I am no longer attractive to young girls.
Wait. Read that again, and note I wrote attractive, not ‘attracted’. Not being attracted to young girls would be a cause for celebration, until you realise I said ‘no longer’. And then you’d call the police.
Let’s get back to the point. Just a few years ago I was young, fit and didn’t look like a crack addict; and, as such, girls a few years younger than me got all giggly in my presence – some even declaring that they wanted to marry me. And, despite it being a bit odd, a compliment’s a compliment, and I took it.
But those days are gone. Nowadays I wear jeans which are so worn they have developed a huge rip in the crotch, so much so that if I sit with my legs open the resultant view essentially classes as indecent exposure. So I sit with my thighs clamped together and, because it’s convenient, my hands on my knees.
I wear comfortable shirts, which are often shades of blue or grey, soft cotton which is nudged by my moobs and ever-expanding gut. I have a cardigan which it takes all my strength not to button up.

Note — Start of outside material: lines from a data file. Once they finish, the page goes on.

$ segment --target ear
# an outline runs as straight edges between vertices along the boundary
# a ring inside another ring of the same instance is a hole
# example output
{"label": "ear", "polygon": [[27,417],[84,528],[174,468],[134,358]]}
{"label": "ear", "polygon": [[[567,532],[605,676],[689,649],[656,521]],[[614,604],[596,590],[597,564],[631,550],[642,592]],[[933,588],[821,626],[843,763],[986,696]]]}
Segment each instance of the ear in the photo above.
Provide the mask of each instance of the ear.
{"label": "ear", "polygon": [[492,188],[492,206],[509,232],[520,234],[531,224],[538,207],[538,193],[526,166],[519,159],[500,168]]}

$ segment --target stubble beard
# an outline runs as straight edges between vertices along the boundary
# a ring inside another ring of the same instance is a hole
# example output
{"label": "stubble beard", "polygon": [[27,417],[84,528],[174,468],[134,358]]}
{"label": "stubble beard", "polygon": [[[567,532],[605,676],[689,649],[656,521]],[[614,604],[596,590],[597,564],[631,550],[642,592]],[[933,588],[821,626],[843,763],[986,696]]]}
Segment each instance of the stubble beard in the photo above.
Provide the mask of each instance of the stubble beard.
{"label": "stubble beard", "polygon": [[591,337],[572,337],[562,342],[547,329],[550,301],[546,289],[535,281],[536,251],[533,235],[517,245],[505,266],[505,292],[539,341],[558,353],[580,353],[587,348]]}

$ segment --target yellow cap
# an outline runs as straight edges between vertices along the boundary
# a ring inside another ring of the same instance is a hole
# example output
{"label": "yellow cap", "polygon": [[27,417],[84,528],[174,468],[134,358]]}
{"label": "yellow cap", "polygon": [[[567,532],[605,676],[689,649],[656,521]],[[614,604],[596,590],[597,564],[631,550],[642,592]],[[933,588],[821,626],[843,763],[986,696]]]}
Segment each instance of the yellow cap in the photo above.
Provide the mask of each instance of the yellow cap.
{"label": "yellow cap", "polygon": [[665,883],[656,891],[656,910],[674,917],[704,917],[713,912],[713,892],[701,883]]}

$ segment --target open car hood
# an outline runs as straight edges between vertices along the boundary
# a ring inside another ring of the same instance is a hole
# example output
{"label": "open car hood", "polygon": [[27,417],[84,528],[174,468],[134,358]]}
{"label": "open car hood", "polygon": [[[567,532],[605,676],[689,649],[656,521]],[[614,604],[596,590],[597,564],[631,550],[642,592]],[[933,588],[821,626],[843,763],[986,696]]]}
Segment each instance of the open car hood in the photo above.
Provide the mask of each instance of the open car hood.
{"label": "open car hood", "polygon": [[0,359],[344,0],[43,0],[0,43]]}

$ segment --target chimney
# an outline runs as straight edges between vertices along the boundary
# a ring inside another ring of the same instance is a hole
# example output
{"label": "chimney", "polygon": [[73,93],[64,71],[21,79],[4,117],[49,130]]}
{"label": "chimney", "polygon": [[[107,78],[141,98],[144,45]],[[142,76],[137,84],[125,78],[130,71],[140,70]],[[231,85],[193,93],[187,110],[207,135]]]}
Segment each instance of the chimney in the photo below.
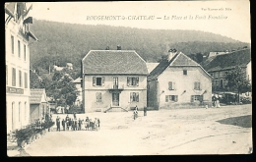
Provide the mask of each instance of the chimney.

And sometimes I don’t bother to style my hair, so it sits proudly atop my scalp, stuck in all directions like I’ve been licking a Van de Graaf generator.
It’s no wonder, really, that I’m repulsive to the opposite sex, regardless of what age they are. Heck, now and again out of the corner of my eye I even catch my wife looking me up and down with the same expression you get when you’ve stepped in a dog turd. Maybe it’s time to throw out the grey and crack open the Brylcreem before my belt passes my nipples or my crotch is replaced by a hanging slab of fat – whichever comes first.